Der Apotheker wird zum Lotsen

Der Apotheker rückt stärker ins Blickfeld. Er wird sozusagen zum Lotsen im Gesundheitswesen. Denn bei leichteren Beschwerden ist die Apotheke erste Anlaufstelle. Hier bekommt der Patient nicht nur hochwertige Informationen und Produkte. Der Apotheker stellt darüber hinaus sicher, dass der Patient eine wichtige persönliche Ansprache erhält. Er informiert ihn über etwaige Risiken und Chancen seiner persönlichen Situation. Bei Bedarf empfiehlt der Apotheker ihm einen Arztbesuch.

Auch der Arztbesuch entwickelt sich immer mehr zu einer gemeinsamen Therapieentscheidung. Der Patient möchte und wird sich stärker einbringen. Der Arzt wird daraufhin wie bisher die passende Behandlung auswählen, die Verantwortung übernehmen und damit die Qualität der medizinischen Behandlung gewährleisten.
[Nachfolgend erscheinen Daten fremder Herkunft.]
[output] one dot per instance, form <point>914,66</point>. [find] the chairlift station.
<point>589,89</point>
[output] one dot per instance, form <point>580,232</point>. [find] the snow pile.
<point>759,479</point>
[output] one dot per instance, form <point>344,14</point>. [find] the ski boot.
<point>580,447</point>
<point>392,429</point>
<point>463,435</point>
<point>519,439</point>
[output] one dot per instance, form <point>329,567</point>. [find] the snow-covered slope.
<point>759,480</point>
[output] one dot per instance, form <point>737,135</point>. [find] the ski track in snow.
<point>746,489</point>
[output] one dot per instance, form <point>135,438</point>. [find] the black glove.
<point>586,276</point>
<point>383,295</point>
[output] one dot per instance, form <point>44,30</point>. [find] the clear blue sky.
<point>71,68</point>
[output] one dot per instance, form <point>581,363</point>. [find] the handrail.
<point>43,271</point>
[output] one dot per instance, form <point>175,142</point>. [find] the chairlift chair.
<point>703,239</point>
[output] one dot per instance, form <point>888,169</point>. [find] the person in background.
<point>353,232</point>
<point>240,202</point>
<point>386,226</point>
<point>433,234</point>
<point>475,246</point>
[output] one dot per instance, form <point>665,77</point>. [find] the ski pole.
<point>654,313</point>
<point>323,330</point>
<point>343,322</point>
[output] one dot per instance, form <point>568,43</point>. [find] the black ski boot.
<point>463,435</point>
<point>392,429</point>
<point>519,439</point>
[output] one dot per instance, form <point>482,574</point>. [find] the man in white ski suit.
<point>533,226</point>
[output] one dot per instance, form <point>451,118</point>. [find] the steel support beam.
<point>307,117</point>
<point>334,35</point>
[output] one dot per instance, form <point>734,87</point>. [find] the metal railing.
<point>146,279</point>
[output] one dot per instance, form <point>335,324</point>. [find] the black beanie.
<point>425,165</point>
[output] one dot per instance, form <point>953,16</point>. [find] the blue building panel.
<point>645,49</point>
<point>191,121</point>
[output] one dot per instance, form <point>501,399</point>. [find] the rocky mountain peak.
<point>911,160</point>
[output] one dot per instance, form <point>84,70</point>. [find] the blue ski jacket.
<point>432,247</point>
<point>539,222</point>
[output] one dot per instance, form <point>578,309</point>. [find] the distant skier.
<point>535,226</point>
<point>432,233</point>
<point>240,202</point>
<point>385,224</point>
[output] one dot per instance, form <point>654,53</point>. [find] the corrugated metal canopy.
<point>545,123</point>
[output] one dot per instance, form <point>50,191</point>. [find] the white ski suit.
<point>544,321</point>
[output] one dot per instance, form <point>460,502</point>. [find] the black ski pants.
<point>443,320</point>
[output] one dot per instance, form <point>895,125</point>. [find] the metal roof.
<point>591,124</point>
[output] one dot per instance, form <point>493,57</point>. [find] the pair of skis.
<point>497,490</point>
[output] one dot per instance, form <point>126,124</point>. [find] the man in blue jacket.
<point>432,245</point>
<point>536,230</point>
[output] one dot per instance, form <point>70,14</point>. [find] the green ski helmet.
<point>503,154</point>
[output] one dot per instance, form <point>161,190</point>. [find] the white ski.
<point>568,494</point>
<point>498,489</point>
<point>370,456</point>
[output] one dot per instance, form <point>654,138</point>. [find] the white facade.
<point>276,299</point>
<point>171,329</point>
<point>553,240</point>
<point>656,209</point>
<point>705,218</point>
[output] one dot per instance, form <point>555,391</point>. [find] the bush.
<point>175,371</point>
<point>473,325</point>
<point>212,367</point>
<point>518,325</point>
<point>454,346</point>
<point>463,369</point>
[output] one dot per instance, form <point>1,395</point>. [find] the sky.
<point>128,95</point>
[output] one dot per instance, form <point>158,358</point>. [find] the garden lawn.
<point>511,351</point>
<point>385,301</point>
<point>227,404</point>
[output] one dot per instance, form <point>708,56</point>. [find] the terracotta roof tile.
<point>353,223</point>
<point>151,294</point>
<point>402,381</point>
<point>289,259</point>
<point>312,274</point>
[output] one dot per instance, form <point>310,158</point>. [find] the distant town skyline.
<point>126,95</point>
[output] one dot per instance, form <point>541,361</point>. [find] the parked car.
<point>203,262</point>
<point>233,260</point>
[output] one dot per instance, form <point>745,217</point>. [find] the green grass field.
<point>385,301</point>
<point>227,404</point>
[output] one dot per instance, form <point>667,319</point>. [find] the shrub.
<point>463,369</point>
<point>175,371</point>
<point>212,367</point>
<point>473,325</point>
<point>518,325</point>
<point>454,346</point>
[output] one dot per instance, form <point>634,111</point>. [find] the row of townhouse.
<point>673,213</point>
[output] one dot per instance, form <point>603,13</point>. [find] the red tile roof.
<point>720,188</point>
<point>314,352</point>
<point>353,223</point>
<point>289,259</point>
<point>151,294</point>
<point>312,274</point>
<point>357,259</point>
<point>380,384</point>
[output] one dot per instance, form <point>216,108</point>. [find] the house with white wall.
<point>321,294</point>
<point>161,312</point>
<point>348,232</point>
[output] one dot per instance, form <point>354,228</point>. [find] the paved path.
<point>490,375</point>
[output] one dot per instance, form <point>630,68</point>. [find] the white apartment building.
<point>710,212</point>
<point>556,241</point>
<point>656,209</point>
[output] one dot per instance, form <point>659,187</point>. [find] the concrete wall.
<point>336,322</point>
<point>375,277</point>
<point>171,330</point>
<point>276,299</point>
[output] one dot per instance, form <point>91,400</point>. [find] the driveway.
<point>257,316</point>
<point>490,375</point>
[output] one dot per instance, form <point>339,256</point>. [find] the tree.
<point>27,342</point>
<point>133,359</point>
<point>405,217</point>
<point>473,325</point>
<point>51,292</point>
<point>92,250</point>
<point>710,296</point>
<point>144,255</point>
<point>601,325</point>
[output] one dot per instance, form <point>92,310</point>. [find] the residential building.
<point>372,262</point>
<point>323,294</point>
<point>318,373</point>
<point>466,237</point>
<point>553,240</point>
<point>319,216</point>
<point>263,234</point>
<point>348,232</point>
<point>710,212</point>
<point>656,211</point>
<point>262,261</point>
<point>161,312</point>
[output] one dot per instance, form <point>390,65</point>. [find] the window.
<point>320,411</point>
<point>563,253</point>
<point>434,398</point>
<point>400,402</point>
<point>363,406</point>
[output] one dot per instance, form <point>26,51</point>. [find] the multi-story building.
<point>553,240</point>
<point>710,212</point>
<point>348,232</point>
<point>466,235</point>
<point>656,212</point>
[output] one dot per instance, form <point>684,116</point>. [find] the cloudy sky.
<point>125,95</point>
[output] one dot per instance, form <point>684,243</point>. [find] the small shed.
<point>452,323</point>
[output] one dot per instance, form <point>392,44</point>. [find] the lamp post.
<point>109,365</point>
Innovation als Chance für eine effiziente Versorgung

Neue, auf den einzelnen Menschen abgestimmte Therapien sind im Kommen – zum Beispiel die Analyse von Erbanlagen und daraus abgeleitete Behandlungen. Die Digitalisierung eröffnet hier völlig neue Möglichkeiten in der Arzneimittelversorgung. Gerade Patienten mit schweren und schwersten Erkrankungen bekommen eine neue Chance auf Linderung ihrer Beschwerden. Ihre Lebensqualität wird steigen. Neue, innovative Arzneimittel sind häufig teurer als herkömmliche. Aber: Die Kosten für das Gesundheitssystem müssen immer abgewogen werden mit dem Nutzen für den Einzelnen und die Gesellschaft.